Comments from our Foolish Readers

Help us keep this a respectfully Foolish area! This is a place for our readers to discuss, debate, and learn more about the Foolish investing topic you read about above. Help us keep it clean and safe. If you believe a comment is abusive or otherwise violates our Fool's Rules, please report it via the Report this Comment Report this Comment icon found on every comment.

  • Report this Comment On November 05, 2009, at 4:51 PM, marv08 wrote:

    It might be time to sell all stocks depending heavily on consumer GPS devices. With Google's free turn-by-turn app being on all Android devices and the iPhone soon, there is just no point for most people to buy a separate device, pay for subscriptions/updates, unmount and carry a second device when parking the car in a less-than-picturesque neighborhood, etc ad lib.

    Garmin has zero experience with supporting computer products (that is what a smartphone is), their computer software is terrible and if even MS and Google have problems to copy Apple's App Store, then what do we expect Garmin to pull? The nüvifone can't compete with any of the top-selling smartphones out there and subscribing to 24*70 USD per month just for a GPS device is not attractive at all.

    They should look for ways to squeeze more money out of the industrial customers in the long run.

  • Report this Comment On November 05, 2009, at 4:51 PM, InfoThatHelp wrote:

    Apple should JV with Garmin in merging the iPhone Smart Icon Apps View smartphone touchscreen technologies and Garmin's world leading geographical modeling technologies in creating an Apple iTablet form factor introducing another huge disruptive technology allowing people to navigate their lives using a GPS based metaphor on top of a huge, versatile, powerful iPhone apps based platform which is at the tip of technological innovations and prowess.

  • Report this Comment On November 05, 2009, at 5:09 PM, InfoThatHelp wrote:

    With a new Apple/Garmin iTablet, a MD can search and locate a patient and communicate with him in real time, actually looking at and talking to him or his friends through the iTablet, identify and locate the closest hospital, call an ambulance, and actually be beside him through the iTablet controlling and monitoring his status and progress, providing all the help and patient info, instructions and perhaps even participating in healing him, all in real time and interactive mode!

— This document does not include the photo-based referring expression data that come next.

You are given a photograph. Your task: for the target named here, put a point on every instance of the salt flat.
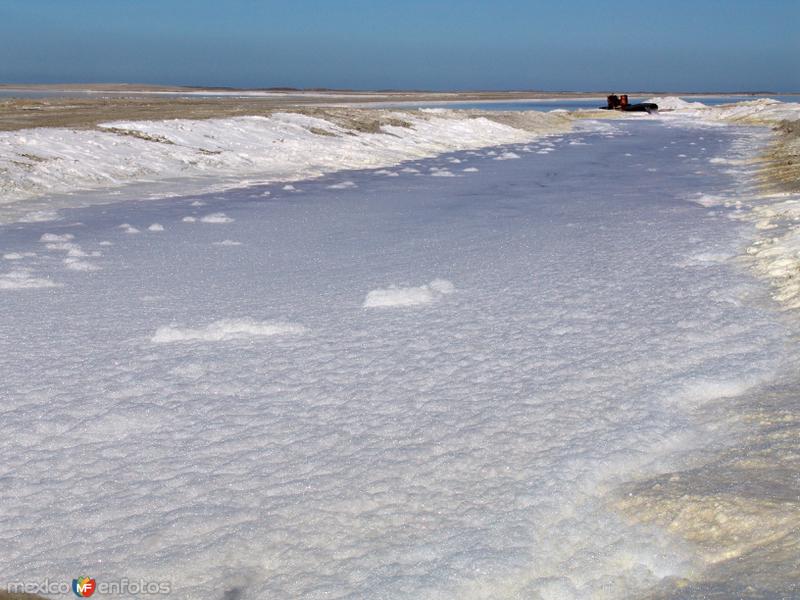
(421, 381)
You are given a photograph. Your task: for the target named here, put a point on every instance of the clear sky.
(679, 45)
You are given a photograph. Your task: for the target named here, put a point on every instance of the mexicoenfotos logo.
(84, 586)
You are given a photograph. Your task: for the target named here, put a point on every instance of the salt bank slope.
(282, 147)
(767, 175)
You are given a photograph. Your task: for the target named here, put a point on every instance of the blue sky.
(679, 45)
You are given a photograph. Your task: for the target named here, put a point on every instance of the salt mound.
(20, 280)
(226, 329)
(409, 296)
(216, 218)
(53, 237)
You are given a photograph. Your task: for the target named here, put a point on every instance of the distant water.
(541, 105)
(579, 104)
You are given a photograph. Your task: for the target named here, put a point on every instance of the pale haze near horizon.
(730, 45)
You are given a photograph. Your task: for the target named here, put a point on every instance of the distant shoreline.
(130, 88)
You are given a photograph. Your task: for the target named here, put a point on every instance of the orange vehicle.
(621, 102)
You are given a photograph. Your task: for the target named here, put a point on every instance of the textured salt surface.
(585, 327)
(223, 153)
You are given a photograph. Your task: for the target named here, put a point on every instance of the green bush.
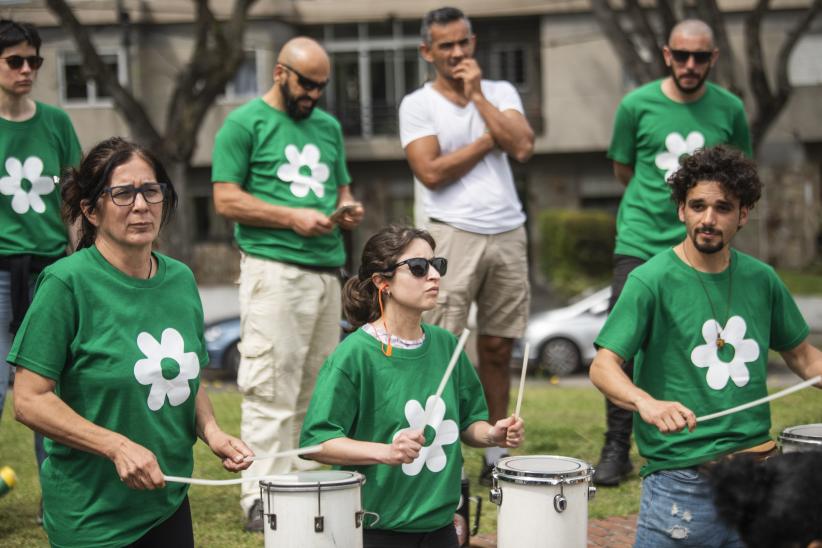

The hundreds of thousands of iPhone apps all at the disposal as the ambulance speeds towards the hospital even with the authorized iPhone apps to turn the traffic signals green for the ambulance, police patrol, firemen for assistance. etc.

    Now picture how this iTablet can help out in Policing scenarios.......perhaps helping out in the Iraq War, the world is geographic after all.

  • Report this Comment On November 05, 2009, at 10:43 PM, Nedirection wrote:

    Having gone up and down and part way up the hill with Garmin, I find it hard to believe a new gadget can have that much impact on the stock in the long run. There has been a competitive environment with phones for a long time, and though I have GPS on my Blackberry, posting the unit in the window in areas that are unfamiliar still holds appeal. Granted, prices may need to tumble, but as more devices enter the domain, the more it will fall off the shelves. Those who have avoided this technology in the US are going to do what Americans have long done when they don't know much about these devices. They'll buy a sound name product and expect it to work well. Guess what Garmin has going for it!

  • Report this Comment On November 06, 2009, at 1:11 AM, InfoThatHelp wrote:

    I would put my money in Garmin if it makes a voice only device just telling me the right directions even without the street names and sell that device for $9.99

  • Report this Comment On November 09, 2009, at 1:01 PM, oghowie wrote:

    Apple recently bought their own map company so I really doubt there will be a Garmin / Apple collaboration.

    Also, imagine what will happen to Garmin when the Google Nav App comes to the iPhone. I'd short it here.